Retour sur une histoire qui aurait dû rester banale. Nous sommes le 6 septembre 2013, au Caire à quelques pas de l'ambassade des Etats- Unis. Eric Lang, en compagnie d'un ami, marche dans la rue. Il a rendez- vous dans quelques minutes avec un autre ami à Bab el- Louq, quartier précisément où se situe l'ambassade. C'est alors qu'un officier demande aux deux hommes leurs papiers d'identité. Celui qui accompagne Eric est en règle. Il peut partir tranquillement. Quant à Eric, qui a oublié ses papiers d'identité à son domicile, il est retenu. On trouve sur lui une bouteille de vin et une barre, qui, dit- il, lui sert, en cas d'attaque à se protéger. L'officier le conduit alors au commissariat où il reste la nuit. Le lendemain, 7 septembre, il est présenté au parquet pour être interrogé par le procureur adjoint. Rappel des faits. Absence de passeport. Evocation de la barre qu'Eric portait sur lui. Rien que de très banal. Ambiance apparemment sereine. Tant et si bien qu'au bout d'une heure, le magistrat remet en liberté l'enseignant.

Affaire terminée ? Pas le moins du monde. Elle ne fait que commencer. En effet, le commissariat de police de Qasr el- Nil refuse de libérer Eric Lang. Une décision sans aucun fondement légal. Et voilà le Français qui se retrouve dans une cellule dudit commissariat, en compagnie de six autres détenus, tous de nationalité égyptienne.

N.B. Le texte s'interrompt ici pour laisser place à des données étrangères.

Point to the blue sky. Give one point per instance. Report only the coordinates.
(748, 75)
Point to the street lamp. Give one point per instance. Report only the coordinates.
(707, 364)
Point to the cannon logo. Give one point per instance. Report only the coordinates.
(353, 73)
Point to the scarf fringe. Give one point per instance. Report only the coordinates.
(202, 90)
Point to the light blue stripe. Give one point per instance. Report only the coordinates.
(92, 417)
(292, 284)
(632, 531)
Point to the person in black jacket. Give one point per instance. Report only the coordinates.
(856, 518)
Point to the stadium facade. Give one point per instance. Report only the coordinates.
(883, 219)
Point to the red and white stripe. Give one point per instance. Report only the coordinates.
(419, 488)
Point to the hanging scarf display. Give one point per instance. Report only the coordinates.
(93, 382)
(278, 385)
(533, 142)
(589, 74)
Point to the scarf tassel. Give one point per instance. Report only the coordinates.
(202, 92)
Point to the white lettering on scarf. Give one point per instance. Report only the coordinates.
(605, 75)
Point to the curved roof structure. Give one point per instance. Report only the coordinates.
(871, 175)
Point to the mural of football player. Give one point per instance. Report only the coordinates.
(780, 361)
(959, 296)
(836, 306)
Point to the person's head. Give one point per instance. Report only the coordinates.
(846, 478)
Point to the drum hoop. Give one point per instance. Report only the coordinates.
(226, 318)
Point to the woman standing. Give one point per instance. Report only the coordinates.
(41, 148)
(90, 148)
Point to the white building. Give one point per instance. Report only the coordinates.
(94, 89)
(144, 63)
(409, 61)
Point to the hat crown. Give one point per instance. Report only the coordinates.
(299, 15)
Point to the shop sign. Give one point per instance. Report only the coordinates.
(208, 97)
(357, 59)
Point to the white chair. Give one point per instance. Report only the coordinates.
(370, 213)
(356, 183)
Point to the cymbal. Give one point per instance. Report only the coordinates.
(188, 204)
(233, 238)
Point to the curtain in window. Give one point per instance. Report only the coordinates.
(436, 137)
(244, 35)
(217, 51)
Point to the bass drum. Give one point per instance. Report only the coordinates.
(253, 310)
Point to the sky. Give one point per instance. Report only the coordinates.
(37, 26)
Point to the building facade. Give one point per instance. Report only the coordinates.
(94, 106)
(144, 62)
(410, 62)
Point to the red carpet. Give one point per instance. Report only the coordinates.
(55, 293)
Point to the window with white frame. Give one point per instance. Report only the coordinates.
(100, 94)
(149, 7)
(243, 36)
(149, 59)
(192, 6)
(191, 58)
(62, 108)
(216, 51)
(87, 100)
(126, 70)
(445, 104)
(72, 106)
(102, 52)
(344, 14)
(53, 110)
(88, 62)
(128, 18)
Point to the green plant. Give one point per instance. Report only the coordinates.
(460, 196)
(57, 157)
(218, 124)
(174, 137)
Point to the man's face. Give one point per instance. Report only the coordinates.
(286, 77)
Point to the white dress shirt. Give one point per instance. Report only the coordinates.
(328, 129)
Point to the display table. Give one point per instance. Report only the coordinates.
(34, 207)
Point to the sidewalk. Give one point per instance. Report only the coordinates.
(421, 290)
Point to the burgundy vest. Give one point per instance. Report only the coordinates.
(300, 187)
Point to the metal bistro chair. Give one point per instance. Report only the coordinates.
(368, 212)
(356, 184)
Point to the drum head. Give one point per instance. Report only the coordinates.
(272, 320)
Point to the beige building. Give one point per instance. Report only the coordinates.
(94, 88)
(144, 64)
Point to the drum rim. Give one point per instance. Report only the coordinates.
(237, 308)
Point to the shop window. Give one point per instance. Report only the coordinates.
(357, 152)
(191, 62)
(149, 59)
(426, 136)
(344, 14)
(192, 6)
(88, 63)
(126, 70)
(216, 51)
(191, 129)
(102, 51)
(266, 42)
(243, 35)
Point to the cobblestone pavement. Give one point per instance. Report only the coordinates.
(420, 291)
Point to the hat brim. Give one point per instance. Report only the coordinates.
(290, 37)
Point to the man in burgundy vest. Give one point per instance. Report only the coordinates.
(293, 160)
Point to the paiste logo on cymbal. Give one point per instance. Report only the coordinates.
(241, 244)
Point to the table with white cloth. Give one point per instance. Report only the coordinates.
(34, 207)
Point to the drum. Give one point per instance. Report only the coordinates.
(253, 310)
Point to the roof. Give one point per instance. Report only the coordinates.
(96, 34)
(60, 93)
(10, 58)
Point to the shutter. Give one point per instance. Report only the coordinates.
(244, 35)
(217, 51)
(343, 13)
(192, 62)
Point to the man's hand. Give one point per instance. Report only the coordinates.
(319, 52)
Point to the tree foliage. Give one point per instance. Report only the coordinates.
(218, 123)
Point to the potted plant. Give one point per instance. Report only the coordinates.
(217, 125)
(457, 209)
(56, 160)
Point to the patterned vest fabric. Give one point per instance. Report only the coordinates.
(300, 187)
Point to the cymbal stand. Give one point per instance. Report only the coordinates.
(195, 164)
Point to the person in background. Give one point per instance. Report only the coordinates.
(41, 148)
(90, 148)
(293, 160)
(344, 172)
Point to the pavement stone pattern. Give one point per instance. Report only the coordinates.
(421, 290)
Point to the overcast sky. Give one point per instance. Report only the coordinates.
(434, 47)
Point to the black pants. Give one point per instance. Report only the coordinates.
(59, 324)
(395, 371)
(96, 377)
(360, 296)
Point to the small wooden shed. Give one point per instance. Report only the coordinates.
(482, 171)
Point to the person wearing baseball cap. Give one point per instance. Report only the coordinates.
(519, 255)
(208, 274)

Il est sûr que leur cohabitation n'a rien à voir avec un long fleuve tranquille. Il est à peu près certain que cette promiscuité, doublée de conditions d'hygiène qu'on devine déplorables n'est pas faite pour rapprocher les gens. De là à ce que cela débouche sur un meurtre, il y a une marge énorme. Et pourtant, cinq jours après son arrivée en cellule, Eric Lang est retrouvé mort. De quoi ? Comment ? Selon l'enquête diligentée par le parquet du tribunal de première instance du Caire- Centre, une dispute aurait éclaté entre les détenus et le Français.

A partir de là, les agresseurs se seraient relayés pour lui asséner des coups de pied, de poing sur différentes parties du corps. Eric Lang serait tombé avant d'être ligoté au sol par ses agresseurs. Et serait mort d'une fracture du crâne. Seulement voilà : cette version est contredite par les médecins légistes français qui pratiquent une nouvelle autopsie sur le corps du professeur rapatrié en France. Selon eux, il est mort d'une strangulation. Autre élément nouveau : on trouve des traces de liens autour des poignets. Pour connaitre enfin la vérité, la mère d'Eric et sa sœur attendent beaucoup de l'issue du procès des six co- détenus du professeur de français. Problème : le procès commencé en juin 2014 traine en longueur, puisque la dernière audience s'est tenue le 8 février 2016.

Le jugement n'a toujours pas été rendu. Aussi, comble de l'absurdité, tant qu'une décision n'est pas rendue, la justice égyptienne ne veut pas entendre les six co- détenus, pas plus qu'elle ne veut interroger deux témoins clés du drame. En l'occurrence, le commissaire du commissariat de Qasr el-Nil et le chef des enquêtes de ce commissariat. Me Kempf a d'ailleurs déposé plainte contre ses deux policiers dès octobre 2013. Pour abus d'autorité, séquestration et violences volontaires ayant entrainé la mort sans intention de la donner… Plus le temps passe, plus diminuent les chances de savoir pourquoi un professeur de français, résidant au Caire depuis 20 ans, est mort dans des conditions épouvantables. Sans aucun mobile apparent. On n'ose croire que si la France ne semble s'intéresser que mollement à ce drame, c'est pour ne pas froisser les intérêts économiques d'un pays qui multiplie les contrats avec Paris.